The Berghof, where before the war Hitler would spend six months of every year, held a special place in his heart. ‘Throughout the early years during the many periods he spent on the Obersalzberg, Hitler enjoyed an almost carefree lifestyle. Here, in peace and comfort, he could escape the daily grind of political administration and public duties, which he disliked.’2
The Berghof represented Hitler’s character in bricks, mortar and wood, its interior design indicative of his lower middle class and essentially conservative outlook. It was where Hitler felt most comfortable, and the surrounding area soon became a private gated community for his closest followers who were permitted to construct their own chalet-style houses, usually close copies of the Berghof. It was also Hitler’s rest and relaxation area, where he could walk through alpine meadows, pine forests and along mountain tracks virtually unguarded, visit specially constructed tea houses perched atop precipitous mountains, entertain world leaders, artists, diplomats and musicians and, latterly, run the war. The Berghof fed into Hitler’s own self-image. ‘In these surroundings, Adolf Hitler projected an image of someone who loved nature and the great outdoors, a man of the people who enjoyed a simple and informal lifestyle.’3
From his lofty perch Hitler was often seen deep in thought on the Berghof’s sun terrace, or in conversation with his henchmen, chief among them Heinrich Himmler, Hermann Göring, Albert Speer and Martin Bormann. The Berghof was also the only place where Hitler freely and publicly socialised with his long-term mistress, Eva Braun. At the Berghof he was shielded from the gaze of his people, and he could be himself.
Recently declassified documents have shed further light onto Hitler’s private life at the Berghof, and his vast and complex security and travel arrangements. The Obersalzberg was the one place that Hitler regularly visited where the security, though tight, was not airtight. The entire Hitler complex was simply too large and geographically challenging to guard to the same degree of thorough
ness as at Hitler’s other headquarters, notably the Reich Chancellery and the Wolf’s Lair. And Hitler’s own behaviour at the Obersalzberg actually increased the risk to his personal security. Hitler’s aversion to being publicly guarded was particularly acute at this, his most private home, leading to more than one plan to kill him.
Hitler’s mountaintop complex was approached from Berchtesgaden, 3km further down the mountain, by a single well-guarded road. The complex was largely the creation of Martin Bormann, whom the SS garrison soon dubbed ‘The Lord of the Obersalzberg’. Over time, Bormann gradually removed local farmers and hotel owners from the area to create a carefully controlled security zone, in effect creating a private village for Hitler, built around the Berghof.

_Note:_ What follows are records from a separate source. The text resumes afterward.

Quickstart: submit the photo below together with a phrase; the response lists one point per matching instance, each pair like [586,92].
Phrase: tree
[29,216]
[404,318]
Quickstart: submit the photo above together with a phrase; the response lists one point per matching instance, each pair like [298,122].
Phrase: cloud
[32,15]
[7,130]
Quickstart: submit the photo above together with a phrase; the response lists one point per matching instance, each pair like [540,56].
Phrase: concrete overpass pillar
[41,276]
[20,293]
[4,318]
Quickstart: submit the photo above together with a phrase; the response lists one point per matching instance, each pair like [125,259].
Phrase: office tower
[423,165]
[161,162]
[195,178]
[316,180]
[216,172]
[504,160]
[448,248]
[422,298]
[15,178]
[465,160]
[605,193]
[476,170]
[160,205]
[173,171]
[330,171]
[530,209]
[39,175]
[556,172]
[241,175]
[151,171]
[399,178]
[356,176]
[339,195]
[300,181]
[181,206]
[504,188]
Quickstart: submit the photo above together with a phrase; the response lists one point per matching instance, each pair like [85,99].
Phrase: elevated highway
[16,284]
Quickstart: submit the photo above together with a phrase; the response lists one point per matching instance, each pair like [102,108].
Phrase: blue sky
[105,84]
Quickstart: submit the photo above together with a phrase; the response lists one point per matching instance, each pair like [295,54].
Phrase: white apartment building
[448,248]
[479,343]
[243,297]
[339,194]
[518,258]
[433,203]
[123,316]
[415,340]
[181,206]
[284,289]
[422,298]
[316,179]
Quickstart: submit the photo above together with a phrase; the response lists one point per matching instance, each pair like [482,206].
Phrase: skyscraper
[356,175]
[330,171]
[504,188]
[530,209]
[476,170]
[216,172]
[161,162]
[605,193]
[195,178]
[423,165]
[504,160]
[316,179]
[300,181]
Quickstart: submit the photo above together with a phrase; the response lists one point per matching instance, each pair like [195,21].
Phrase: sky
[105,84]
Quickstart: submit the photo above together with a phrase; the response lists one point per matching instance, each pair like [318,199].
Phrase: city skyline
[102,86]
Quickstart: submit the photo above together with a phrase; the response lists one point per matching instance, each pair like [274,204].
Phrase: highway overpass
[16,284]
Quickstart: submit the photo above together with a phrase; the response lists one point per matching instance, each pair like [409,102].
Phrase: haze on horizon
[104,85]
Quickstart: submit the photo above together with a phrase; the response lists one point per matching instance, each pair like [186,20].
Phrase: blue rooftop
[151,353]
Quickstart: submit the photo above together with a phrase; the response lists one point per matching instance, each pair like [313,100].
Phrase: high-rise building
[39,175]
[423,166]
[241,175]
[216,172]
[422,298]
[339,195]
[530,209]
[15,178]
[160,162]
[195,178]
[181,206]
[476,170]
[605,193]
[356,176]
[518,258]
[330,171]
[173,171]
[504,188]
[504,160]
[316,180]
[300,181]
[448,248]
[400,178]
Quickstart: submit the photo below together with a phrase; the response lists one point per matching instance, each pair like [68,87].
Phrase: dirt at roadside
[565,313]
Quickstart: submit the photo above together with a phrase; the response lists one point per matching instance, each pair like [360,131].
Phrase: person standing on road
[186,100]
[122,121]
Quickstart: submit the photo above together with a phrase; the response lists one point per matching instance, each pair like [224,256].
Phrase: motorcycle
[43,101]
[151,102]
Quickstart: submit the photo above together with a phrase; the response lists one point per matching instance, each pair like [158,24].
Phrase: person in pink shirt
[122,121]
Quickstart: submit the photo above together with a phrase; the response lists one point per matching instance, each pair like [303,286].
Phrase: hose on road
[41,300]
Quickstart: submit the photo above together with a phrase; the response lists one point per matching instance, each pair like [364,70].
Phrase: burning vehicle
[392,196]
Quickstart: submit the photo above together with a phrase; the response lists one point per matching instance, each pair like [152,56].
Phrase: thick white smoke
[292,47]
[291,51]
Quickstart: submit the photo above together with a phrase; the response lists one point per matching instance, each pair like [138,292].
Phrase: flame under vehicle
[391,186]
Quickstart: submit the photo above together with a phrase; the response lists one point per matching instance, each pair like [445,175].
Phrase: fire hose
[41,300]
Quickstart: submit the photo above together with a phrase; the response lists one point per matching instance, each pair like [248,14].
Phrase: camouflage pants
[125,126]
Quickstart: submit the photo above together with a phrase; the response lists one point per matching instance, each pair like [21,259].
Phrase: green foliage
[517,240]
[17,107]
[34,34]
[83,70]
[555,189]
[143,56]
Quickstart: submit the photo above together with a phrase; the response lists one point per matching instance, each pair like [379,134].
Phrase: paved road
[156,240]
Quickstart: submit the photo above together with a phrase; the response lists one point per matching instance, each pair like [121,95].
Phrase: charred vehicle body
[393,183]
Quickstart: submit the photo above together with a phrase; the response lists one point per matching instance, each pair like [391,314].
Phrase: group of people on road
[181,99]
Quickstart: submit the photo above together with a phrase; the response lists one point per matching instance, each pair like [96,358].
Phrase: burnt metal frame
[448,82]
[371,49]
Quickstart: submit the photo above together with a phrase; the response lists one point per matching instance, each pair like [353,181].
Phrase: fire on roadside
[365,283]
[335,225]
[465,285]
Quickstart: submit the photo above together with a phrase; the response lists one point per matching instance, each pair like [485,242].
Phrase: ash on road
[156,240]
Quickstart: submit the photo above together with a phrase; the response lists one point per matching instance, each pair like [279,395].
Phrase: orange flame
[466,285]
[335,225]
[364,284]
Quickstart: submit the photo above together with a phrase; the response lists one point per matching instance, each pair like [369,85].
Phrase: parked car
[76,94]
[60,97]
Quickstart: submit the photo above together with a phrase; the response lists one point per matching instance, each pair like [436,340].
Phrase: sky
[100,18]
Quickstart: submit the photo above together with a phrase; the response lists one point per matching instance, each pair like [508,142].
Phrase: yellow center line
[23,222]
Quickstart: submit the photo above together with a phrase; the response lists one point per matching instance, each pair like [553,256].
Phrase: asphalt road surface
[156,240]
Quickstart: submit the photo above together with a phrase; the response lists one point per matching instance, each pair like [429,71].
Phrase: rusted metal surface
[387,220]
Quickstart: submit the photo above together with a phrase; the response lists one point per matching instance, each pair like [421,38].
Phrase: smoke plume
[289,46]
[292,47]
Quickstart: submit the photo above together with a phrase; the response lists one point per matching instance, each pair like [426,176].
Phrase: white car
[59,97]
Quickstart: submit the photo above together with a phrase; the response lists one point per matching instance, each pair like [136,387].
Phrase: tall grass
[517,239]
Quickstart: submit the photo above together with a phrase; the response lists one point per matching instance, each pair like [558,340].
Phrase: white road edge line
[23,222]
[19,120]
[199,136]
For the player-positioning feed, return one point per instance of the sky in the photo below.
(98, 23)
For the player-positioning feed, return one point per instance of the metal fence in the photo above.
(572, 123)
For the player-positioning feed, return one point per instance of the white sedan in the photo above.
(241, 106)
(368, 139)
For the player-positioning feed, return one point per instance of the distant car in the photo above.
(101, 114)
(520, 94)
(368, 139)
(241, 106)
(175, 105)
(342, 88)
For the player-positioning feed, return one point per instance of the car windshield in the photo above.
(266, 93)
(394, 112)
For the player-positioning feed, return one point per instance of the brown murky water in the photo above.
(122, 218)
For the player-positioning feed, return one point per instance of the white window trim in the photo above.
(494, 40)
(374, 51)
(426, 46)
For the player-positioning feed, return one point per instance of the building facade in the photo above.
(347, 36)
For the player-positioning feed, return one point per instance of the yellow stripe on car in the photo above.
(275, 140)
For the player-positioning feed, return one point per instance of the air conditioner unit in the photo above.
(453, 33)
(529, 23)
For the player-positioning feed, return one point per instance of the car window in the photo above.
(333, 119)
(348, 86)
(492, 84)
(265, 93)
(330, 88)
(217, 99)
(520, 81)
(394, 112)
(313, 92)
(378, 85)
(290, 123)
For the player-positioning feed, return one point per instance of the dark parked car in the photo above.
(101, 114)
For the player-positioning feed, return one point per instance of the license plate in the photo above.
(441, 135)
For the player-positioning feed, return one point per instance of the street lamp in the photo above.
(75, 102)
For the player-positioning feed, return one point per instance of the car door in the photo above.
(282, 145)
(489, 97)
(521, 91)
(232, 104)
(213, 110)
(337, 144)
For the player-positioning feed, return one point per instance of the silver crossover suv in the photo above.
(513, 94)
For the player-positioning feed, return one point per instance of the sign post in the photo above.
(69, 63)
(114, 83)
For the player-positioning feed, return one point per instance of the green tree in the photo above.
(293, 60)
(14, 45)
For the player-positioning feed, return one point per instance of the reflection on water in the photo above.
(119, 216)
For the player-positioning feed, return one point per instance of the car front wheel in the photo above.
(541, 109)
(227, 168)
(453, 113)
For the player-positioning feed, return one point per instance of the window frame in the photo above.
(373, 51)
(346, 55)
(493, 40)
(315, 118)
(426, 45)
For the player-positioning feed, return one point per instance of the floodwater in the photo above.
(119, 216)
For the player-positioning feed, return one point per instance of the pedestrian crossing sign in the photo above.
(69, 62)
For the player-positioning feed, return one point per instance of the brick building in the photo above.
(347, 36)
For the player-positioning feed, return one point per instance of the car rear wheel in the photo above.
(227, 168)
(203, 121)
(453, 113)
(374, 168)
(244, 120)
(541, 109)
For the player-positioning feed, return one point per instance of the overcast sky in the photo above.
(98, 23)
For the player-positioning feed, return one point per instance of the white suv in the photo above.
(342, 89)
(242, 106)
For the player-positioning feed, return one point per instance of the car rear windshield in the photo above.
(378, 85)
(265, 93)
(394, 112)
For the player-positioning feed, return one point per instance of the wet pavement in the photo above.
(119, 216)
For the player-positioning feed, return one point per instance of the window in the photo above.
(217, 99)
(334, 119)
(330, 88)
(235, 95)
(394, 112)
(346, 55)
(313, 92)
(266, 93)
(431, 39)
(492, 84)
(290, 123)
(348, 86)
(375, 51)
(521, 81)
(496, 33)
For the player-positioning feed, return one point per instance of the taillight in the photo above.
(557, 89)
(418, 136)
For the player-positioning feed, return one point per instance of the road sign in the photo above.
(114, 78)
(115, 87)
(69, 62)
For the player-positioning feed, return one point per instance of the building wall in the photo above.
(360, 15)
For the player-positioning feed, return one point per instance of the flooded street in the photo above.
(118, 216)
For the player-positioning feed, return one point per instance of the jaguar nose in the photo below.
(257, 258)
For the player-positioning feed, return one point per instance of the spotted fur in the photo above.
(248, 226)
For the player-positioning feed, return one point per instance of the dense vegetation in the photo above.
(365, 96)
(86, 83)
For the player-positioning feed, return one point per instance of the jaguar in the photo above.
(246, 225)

In the early days, security around the Führer’s house was considerably more relaxed than during the war years. Hitler and his entourage often used public paths through the nearby forests, normally accompanied by a few members of his inner circle and three or four RSD officers. He would take tea at the Mooslahnerkopf, a smaller mountain peak, and then be driven home in a low-key Volkswagen, a marked departure from the usual giant armoured Mercedes. Naturally, these excursions often brought him face-to-face with his adoring public. Until 1937 up to 2,000 people a day gathered at the security point near the Berghof to see Hitler as he left on a regular afternoon stroll between 3.00 and 4.00pm. As he passed by the adoring throng he might say a few words, perhaps tousle the hair of a suitably blond child, and photographers were on hand to capture everything for posterity. But the risks to his personal security were obvious should a member of the crowd have been bent on assassination.